Mariano leads algorithmic development for the Brain Health accelerator, building machine learning methods that map the trajectory of neurodegenerative diseases. His team integrates clinical, neuropathological, and cellular and molecular data to reveal how genes become dysregulated in the earliest stages of disease and to identify how biomarkers shift alongside those first changes.
Mariano joined the Allen Institute as an assistant investigator in 2021. He has co-led the data analysis efforts of the Seattle Alzheimer’s Disease Atlas (SEA-AD) consortium, aiming to characterize the neuropathological, molecular, and spatial changes taking place in Alzheimer’s. Previously, Mariano held a research scientist position at UC Berkeley, where he helped develop machine learning algorithms to integrate diverse types of genomic data and Bayesian statistical models to interpret super-resolution microscopy data, work for which he and his collaborators received the Michell Prize in applied statistics.

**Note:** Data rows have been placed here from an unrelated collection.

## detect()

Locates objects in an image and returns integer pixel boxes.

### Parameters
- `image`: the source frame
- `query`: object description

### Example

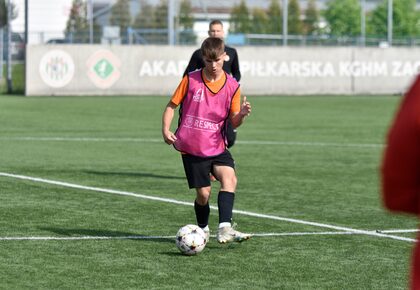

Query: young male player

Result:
[183,19,241,148]
[162,37,251,243]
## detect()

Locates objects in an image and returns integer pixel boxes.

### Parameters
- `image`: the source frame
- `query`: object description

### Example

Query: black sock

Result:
[217,191,235,223]
[194,201,210,228]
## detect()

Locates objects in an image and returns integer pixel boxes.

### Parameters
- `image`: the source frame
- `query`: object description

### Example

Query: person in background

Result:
[381,76,420,289]
[162,37,252,244]
[183,20,241,150]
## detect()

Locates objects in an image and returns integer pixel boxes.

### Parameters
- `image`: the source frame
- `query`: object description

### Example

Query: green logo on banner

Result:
[94,58,114,79]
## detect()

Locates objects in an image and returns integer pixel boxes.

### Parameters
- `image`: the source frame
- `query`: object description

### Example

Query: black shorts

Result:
[182,150,235,188]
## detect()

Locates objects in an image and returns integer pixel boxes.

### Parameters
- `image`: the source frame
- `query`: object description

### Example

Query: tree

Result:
[0,0,18,28]
[267,0,283,34]
[325,0,361,36]
[251,8,269,34]
[229,0,251,33]
[155,0,168,29]
[178,0,197,44]
[133,0,156,29]
[303,0,319,35]
[64,0,89,43]
[109,0,131,38]
[367,0,420,37]
[287,0,303,35]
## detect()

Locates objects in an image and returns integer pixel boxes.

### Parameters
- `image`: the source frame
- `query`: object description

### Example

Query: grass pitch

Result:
[0,96,417,289]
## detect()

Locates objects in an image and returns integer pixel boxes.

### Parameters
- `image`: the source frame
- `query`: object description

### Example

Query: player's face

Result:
[203,52,226,77]
[209,24,225,39]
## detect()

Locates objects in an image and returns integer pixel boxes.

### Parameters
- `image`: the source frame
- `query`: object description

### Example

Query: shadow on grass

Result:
[85,170,185,180]
[39,227,174,243]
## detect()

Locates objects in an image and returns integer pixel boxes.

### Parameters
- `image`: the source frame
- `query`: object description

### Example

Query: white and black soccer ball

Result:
[175,225,207,256]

Before this, Mariano was a joint postdoctoral fellow at the Simons Foundation and Broad Institute, where he helped investigate how cortical interneurons acquire their identity by developing statistical tools to study gene regulation and which parts of the genome are active. Mariano completed his PhD in Neuroscience at Columbia University, where he helped create computational tools to decipher the coding mechanisms of cortical taste sensation Bayesian models to catalog spinal cord interneurons.